When submitting a PR please make sure to NOT commit the changes mentioned in these steps, instead once testing is done make sure to revert the changes and then submit a pr.

  1. Build the project with the intended profiles via the mvn cli, for example for spark 3.2 use mvn clean package -Dspark3.2 -Dscala-2.12 -DskipTests.
  2. Install the "Maven Helper" plugin from the Intellij IDE.
  3. Make sure IDEA uses Maven to build/run tests:
    • You need to select the intended Maven profiles (using Maven tool pane in IDEA): select profiles you are targeting for example spark2.4 and scala-2.11 or spark3.2, scala-2.12 etc.
    • Add .mvn/maven.config file at the root of the repo w/ the the profiles you selected in the pane: -Dspark3.2 -Dscala-2.12
    • Add .mvn/ to the .gitignore file located in the root of the project.
  4. Make sure you change (temporarily) the scala.binary.version in the root pom.xml to the intended scala profile version. For example if running with spark3 scala.binary.version should be 2.12
  5. Finally right click on the unit test's method signature you are trying to run, there should be an option with a mvn symbol that allows you to run <test-name>, as well as an option to debug <test-name>.

Docker Setup

We encourage you to test your code on docker cluster please follow this for docker setup.

Remote Debugging

if your code fails on docker cluster you can remotely debug your code please follow the below steps.
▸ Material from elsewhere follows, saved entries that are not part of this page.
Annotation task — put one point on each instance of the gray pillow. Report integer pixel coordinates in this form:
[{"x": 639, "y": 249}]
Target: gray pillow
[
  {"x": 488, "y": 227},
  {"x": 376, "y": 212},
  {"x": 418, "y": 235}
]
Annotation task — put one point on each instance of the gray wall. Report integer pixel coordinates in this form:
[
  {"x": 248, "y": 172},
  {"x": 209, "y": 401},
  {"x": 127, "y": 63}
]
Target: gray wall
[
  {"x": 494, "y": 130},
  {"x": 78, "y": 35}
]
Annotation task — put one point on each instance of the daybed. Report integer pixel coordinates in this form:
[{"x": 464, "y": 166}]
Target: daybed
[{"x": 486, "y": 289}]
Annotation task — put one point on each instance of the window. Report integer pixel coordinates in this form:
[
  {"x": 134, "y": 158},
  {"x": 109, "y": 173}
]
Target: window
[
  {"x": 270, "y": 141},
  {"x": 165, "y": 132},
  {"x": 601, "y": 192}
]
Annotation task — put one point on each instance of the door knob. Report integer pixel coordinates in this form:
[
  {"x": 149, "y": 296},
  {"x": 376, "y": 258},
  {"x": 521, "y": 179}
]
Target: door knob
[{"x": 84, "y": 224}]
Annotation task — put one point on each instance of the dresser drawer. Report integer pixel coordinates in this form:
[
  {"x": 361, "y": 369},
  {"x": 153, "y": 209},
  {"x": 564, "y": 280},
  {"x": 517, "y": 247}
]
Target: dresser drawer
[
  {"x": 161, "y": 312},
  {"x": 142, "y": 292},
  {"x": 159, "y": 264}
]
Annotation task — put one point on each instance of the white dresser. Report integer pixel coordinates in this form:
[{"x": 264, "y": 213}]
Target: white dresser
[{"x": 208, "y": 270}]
Step 1 :- Run your Delta Streamer Job with --conf as defined this will ensure to wait till you attach your intellij with Remote Debugging on port 4044

spark-submit \
--conf spark.driver.extraJavaOptions="-Dconfig.resource=myapp.conf -agentlib:jdwp=transport=dt_socket,server=y,suspend=y,address=4044" \
--class org.apache.hudi.utilities.deltastreamer.HoodieDeltaStreamer $HUDI_UTILITIES_BUNDLE \
--table-type COPY_ON_WRITE \
--source-class org.apache.hudi.utilities.sources.JsonKafkaSource \
--source-ordering-field ts \
--base-file-format parquet \
--target-base-path /user/hive/warehouse/stock_ticks_cow \
--target-table stock_ticks_cow --props /var/demo/config/kafka-source.properties \
--schemaprovider-class org.apache.hudi.utilities.schema.FilebasedSchemaProvider

Step 2 :- Attaching Intellij (tested on Intellij Version > 2019. this steps may change acc. to intellij version)
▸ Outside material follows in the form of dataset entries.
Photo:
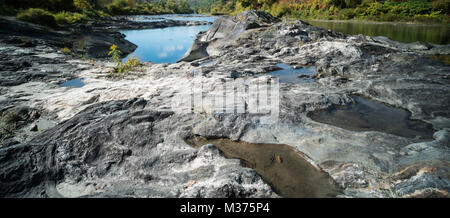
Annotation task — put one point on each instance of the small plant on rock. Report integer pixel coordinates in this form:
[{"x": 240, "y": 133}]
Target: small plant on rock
[
  {"x": 122, "y": 68},
  {"x": 66, "y": 51}
]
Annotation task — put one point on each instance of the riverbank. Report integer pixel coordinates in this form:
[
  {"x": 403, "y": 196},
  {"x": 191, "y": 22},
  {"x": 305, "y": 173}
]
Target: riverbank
[
  {"x": 402, "y": 32},
  {"x": 127, "y": 137}
]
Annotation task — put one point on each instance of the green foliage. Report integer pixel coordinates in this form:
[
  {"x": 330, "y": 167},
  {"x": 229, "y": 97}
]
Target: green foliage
[
  {"x": 8, "y": 123},
  {"x": 122, "y": 68},
  {"x": 49, "y": 5},
  {"x": 390, "y": 10},
  {"x": 66, "y": 51},
  {"x": 38, "y": 16},
  {"x": 69, "y": 18},
  {"x": 81, "y": 5}
]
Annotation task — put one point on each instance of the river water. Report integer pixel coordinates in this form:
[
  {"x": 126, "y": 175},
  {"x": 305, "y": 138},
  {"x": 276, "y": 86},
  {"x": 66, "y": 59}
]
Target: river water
[
  {"x": 165, "y": 45},
  {"x": 437, "y": 34}
]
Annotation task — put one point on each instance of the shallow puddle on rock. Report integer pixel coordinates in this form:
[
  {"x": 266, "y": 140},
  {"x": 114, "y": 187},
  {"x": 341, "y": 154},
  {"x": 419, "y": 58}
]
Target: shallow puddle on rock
[
  {"x": 73, "y": 83},
  {"x": 290, "y": 75},
  {"x": 281, "y": 166},
  {"x": 371, "y": 115},
  {"x": 207, "y": 63},
  {"x": 444, "y": 58}
]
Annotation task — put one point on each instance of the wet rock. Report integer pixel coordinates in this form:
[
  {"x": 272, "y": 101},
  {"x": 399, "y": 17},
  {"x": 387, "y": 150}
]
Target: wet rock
[{"x": 120, "y": 139}]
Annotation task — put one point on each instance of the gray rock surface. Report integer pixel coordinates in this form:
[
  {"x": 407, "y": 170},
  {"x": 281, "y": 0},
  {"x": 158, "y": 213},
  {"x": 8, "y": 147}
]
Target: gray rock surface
[{"x": 124, "y": 138}]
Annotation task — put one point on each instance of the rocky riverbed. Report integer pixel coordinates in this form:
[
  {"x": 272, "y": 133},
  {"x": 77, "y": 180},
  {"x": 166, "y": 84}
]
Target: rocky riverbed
[{"x": 126, "y": 138}]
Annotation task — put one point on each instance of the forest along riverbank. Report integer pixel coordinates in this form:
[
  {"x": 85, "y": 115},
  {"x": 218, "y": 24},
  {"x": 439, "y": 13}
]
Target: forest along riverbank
[
  {"x": 165, "y": 45},
  {"x": 105, "y": 136}
]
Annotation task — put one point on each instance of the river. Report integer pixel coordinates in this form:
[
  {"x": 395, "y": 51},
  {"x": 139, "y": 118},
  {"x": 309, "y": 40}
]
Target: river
[{"x": 402, "y": 32}]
  • Come to Intellij --> Edit Configurations -> Remote -> Add Remote - > Put Below Configs -> Apply & Save -> Put Debug Point -> Start.
  • Name : Hudi Remote
  • Port : 4044
  • Command Line Args for Remote JVM : -agentlib:jdwp=transport=dt_socket,server=y,suspend=n,address=4044
  • Use Module ClassPath : select hudi

Website

Apache Hudi site is hosted on a special asf-site branch. Please follow the README file under docs on that branch for instructions on making changes to the website.